Küstenökosysteme besonders anfällig
Aufgrund der kombinierten Auswirkungen von Erwärmung und Anstieg des Meeresspiegels sind die Küstenökosysteme im Mittelmeer besonders anfällig für die Folgen des Klimawandels. Sie umfassen den Bereich bis zehn Meter über dem Meeresspiegel, darunter zum Beispiel Dünen und Felsküsten. Ein steigender Meeresspiegel verstärkt die Küstenerosion und bedroht damit auch die Nistplätze von Meeresschildkröten – mehr als 60 Prozent könnten verloren gehen. Bereits ab einer zusätzlichen Erwärmung von 0,8°C steigt das Risiko deutlich: Sandstrände und Dünen sind besonders gefährdet, und auch Felsküsten verlieren zunehmend Lebensraum und Artenvielfalt, obwohl sie etwas widerstandsfähiger sind.

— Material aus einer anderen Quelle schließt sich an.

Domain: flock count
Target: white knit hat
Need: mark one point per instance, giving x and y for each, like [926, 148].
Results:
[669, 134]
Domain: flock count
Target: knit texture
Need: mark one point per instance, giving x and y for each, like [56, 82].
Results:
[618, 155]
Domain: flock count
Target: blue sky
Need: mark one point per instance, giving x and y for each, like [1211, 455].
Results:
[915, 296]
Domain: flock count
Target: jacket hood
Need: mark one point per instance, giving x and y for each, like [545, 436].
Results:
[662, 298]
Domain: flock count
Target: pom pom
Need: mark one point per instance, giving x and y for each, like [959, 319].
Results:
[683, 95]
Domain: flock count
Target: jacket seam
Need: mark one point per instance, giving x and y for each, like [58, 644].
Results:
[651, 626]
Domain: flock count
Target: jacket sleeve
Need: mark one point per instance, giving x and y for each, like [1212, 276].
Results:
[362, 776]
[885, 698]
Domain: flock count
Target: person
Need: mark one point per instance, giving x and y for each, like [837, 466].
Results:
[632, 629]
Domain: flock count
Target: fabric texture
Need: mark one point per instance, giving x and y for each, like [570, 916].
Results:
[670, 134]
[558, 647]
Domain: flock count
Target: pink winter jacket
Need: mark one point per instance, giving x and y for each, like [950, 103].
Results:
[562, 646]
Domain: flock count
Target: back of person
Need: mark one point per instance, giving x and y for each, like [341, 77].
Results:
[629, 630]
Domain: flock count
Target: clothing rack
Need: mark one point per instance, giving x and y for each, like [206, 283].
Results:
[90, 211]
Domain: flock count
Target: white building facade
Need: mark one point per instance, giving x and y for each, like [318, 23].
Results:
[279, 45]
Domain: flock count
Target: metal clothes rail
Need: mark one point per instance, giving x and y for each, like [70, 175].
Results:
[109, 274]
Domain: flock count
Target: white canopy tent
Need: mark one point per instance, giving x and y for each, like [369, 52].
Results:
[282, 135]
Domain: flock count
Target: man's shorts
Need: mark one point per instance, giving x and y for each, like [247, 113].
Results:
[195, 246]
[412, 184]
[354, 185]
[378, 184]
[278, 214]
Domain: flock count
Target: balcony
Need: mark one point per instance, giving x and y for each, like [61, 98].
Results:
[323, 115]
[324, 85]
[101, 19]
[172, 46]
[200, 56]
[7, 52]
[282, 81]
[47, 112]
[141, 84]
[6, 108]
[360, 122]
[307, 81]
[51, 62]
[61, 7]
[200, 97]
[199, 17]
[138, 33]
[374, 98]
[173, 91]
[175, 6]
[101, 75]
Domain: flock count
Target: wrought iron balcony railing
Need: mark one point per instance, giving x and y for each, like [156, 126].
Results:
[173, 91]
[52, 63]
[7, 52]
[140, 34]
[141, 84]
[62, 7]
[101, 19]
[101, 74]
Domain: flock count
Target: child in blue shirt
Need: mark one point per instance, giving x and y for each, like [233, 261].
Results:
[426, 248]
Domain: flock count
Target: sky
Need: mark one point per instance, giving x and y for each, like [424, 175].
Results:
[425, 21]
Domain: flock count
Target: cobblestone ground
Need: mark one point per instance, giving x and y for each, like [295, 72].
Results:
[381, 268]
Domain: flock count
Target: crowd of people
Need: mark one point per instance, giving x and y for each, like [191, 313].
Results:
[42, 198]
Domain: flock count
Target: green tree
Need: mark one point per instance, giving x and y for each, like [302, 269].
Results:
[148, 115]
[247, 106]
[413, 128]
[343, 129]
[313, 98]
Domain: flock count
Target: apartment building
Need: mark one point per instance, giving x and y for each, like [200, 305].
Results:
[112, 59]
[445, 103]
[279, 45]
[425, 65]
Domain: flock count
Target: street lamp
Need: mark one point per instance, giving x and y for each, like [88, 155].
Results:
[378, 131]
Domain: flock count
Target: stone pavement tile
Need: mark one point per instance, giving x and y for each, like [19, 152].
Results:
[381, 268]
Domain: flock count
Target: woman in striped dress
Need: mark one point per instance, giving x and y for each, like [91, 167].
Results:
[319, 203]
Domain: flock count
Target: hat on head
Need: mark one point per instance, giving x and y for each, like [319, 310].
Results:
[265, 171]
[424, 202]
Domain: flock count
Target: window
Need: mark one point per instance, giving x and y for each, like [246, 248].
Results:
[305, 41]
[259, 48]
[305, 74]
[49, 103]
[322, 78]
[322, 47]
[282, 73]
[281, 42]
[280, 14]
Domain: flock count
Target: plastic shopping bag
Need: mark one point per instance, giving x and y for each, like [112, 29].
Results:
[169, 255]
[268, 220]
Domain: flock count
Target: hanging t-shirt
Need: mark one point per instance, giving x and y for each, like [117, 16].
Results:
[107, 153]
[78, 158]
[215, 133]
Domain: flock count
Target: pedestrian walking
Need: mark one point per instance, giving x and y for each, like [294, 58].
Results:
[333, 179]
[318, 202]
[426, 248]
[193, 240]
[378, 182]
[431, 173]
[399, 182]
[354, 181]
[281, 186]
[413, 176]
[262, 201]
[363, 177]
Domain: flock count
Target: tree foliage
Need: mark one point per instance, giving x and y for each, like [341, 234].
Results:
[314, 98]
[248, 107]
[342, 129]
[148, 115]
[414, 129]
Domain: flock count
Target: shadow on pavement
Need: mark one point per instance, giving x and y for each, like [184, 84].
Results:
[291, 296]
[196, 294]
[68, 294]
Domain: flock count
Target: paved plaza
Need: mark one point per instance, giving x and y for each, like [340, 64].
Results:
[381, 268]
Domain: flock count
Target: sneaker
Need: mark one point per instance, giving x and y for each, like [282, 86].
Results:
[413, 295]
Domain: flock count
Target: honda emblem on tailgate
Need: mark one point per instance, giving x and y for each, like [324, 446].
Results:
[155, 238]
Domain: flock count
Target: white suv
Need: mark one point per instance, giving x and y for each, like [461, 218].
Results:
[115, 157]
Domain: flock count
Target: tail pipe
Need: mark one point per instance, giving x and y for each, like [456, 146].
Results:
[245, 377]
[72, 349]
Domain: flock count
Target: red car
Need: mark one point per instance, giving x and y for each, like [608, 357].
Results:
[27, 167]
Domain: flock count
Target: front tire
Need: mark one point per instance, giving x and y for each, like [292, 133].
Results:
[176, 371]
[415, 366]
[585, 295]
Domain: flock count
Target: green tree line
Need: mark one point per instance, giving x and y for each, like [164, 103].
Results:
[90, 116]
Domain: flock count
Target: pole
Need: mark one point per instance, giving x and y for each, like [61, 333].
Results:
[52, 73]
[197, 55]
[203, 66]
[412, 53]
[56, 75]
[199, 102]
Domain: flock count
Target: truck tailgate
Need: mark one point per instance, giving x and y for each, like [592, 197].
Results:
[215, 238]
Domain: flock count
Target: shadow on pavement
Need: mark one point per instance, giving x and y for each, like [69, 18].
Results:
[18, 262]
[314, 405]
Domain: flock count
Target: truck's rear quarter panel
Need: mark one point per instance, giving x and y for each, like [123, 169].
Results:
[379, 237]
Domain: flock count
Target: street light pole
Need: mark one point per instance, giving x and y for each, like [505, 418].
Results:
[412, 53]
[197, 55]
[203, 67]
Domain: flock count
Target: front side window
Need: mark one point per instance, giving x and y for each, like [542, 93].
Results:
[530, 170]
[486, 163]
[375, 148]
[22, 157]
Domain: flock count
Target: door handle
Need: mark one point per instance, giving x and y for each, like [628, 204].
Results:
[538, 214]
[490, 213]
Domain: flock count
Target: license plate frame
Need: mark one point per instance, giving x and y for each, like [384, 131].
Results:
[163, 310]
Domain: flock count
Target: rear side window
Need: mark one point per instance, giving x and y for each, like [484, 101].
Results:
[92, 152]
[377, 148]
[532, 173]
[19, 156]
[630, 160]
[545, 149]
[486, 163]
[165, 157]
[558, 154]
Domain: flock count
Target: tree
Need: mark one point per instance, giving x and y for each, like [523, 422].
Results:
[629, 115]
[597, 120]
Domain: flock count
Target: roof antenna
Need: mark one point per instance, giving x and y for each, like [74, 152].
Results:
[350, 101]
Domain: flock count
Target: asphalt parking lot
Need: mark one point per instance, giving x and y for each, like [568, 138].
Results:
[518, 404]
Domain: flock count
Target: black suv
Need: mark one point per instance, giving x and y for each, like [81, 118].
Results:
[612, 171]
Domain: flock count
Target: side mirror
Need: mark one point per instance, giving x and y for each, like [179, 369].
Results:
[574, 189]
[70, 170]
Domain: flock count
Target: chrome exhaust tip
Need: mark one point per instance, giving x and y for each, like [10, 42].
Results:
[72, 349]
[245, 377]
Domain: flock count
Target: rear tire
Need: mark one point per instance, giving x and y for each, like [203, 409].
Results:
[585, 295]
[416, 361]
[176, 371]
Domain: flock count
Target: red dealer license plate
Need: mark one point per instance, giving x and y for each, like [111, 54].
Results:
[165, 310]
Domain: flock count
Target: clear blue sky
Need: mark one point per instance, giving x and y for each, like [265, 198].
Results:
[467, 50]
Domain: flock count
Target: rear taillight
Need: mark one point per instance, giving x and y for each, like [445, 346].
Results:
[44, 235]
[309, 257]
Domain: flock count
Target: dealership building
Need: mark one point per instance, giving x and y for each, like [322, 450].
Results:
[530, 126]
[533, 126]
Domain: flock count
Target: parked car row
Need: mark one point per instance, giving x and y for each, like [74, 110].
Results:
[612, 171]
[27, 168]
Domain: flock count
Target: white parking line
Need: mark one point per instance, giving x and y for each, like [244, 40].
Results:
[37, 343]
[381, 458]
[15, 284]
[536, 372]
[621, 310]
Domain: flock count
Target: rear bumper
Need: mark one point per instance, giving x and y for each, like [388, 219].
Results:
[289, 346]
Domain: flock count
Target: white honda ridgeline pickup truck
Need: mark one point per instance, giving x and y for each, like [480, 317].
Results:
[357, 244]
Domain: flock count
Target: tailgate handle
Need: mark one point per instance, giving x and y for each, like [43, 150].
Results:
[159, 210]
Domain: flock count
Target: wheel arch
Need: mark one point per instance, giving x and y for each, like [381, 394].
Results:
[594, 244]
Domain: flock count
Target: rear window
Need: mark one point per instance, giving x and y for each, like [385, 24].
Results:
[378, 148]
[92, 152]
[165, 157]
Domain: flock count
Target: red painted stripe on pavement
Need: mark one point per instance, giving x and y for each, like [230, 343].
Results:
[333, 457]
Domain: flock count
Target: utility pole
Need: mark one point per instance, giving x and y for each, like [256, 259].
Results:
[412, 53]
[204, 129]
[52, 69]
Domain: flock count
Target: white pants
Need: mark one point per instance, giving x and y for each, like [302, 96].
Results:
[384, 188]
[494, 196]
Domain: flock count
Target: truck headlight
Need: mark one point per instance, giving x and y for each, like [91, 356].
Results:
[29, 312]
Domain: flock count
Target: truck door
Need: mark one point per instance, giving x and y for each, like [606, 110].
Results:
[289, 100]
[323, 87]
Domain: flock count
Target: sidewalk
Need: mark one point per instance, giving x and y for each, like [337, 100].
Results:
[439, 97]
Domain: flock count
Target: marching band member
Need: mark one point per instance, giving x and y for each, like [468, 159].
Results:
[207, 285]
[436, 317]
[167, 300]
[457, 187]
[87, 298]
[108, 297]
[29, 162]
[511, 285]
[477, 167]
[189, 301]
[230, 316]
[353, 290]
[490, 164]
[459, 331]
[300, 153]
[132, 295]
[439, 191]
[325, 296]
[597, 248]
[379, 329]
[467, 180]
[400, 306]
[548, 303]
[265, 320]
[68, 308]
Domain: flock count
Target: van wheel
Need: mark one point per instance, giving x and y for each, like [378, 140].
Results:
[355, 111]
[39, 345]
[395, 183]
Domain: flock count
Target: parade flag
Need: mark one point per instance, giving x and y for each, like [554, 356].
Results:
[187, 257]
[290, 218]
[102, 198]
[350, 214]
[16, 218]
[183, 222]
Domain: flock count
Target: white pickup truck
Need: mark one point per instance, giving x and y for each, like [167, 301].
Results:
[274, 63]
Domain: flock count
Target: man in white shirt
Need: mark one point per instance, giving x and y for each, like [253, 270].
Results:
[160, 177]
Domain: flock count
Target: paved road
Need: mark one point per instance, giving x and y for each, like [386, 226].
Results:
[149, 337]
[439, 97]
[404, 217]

Betroffen sind auch Feuchtgebiete, Lagunen, Deltas, Salzwiesen und Küsten-Grundwasserleiter, die schon ab +0,8° bis +1,0°C erhebliche Schäden aufweisen können. Hier sind der Verlust wichtiger Pflanzenarten, die Ausbreitung invasiver Arten und großflächige Vegetationsveränderungen sehr wahrscheinlich. Gleichzeitig kann der Meeresspiegelanstieg zu weniger Niederschlägen und damit zu Wasserknappheit führen. Ab +1,0°C verschärfen sich die Risiken voraussichtlich zusätzlich durch Überschwemmungen und erhöhte Nährstoffeinträge.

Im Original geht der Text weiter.